2b: Root: bi- Origin: Greek Meaning: two
Example: A bicycle has two wheels.
Your Second Assignment: Define these words, and use each one in a sentence: bicentennial, biweekly, binoculars,
bisect, and bifocals
Part Four: Writing
Since we will be working closely with the argument essay this week, it is important for us to note that the persuasive essay has many of the same components.
a. One major difference is that argument writing, as any other type of argument, involves two opposing points of view. If you are arguing about something, you are disagreeing with someone else!
b. In persuasive writing, there is no argument; it is just you using your own words, ideas, and opinions to convince your reader/audience that what you say should be believed or, at the very least, listened to!!
c. In argument writing, we have to acknowledge someone else's point of view and provide evidence as to why the point of view we select is the better one. An effective use of such supporting details will help us to win the argument!
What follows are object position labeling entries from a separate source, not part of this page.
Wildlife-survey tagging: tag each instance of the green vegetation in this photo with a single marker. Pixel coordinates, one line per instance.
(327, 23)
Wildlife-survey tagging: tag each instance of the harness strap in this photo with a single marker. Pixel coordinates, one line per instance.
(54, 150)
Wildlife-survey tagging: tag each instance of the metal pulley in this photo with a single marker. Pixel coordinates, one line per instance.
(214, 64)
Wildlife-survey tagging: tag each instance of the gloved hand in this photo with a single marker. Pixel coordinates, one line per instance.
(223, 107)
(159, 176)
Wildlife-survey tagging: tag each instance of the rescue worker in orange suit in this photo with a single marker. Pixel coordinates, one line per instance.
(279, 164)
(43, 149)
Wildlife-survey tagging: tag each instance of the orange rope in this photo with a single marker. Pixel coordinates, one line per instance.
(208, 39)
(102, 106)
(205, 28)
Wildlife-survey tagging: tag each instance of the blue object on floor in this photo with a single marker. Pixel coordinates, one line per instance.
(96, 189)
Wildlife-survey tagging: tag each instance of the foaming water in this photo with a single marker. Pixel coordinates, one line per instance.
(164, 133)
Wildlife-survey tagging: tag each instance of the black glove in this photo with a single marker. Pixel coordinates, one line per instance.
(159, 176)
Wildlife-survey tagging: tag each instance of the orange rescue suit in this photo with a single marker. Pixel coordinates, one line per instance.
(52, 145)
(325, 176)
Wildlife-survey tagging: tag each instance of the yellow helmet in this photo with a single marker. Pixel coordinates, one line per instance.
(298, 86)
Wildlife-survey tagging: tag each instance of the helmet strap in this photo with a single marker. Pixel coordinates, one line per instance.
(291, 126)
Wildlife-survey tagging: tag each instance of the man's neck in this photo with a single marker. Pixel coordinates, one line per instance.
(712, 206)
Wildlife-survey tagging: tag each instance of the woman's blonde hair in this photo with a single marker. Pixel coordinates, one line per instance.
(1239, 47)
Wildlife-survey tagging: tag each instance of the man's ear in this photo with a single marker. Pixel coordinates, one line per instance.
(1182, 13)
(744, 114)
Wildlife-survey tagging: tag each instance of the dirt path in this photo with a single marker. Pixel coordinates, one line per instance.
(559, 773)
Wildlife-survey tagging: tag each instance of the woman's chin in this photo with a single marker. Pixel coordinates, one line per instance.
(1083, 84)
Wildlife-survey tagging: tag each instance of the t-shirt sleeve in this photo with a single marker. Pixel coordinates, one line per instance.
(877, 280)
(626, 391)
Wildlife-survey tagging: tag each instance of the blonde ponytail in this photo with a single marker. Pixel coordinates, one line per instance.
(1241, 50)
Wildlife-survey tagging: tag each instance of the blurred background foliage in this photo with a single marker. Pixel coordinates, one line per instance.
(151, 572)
Your Assignment: Here is a beginning sentence, which will also serve as the topic sentence of a persuasive paragraph. Please complete this paragraph using a minimum of four sentences while maintaining parallel sentence structure that includes correct verb tenses, point of view, and tone.
Note: This is not an argument piece because there are no opposing viewpoints expressed!
Children should not have to try out for school sports in order to take part in athletic programs. _________________________________________________________________________________________________________________________________________________________________________________________________________________________________________________________________________________________________________________________________________________________________________________________________________________________________________________________________________________________________________________________________________________________________________________________________________________________________________________________________________________________________________________________________________________
As always, you may choose to take a different viewpoint. if you would rather take out the word not in the above topic sentence and write a persuasive paragraph explaining why children do need to try out for sports, you may do so. Use the same sheet of paper, but please be sure to cross out the word not before continuing.
I will collect these papers at the end of the period! Good Luck! And remember: If you are on a roll and would like to write more than a simple paragraph, please do so! I would love to read it!!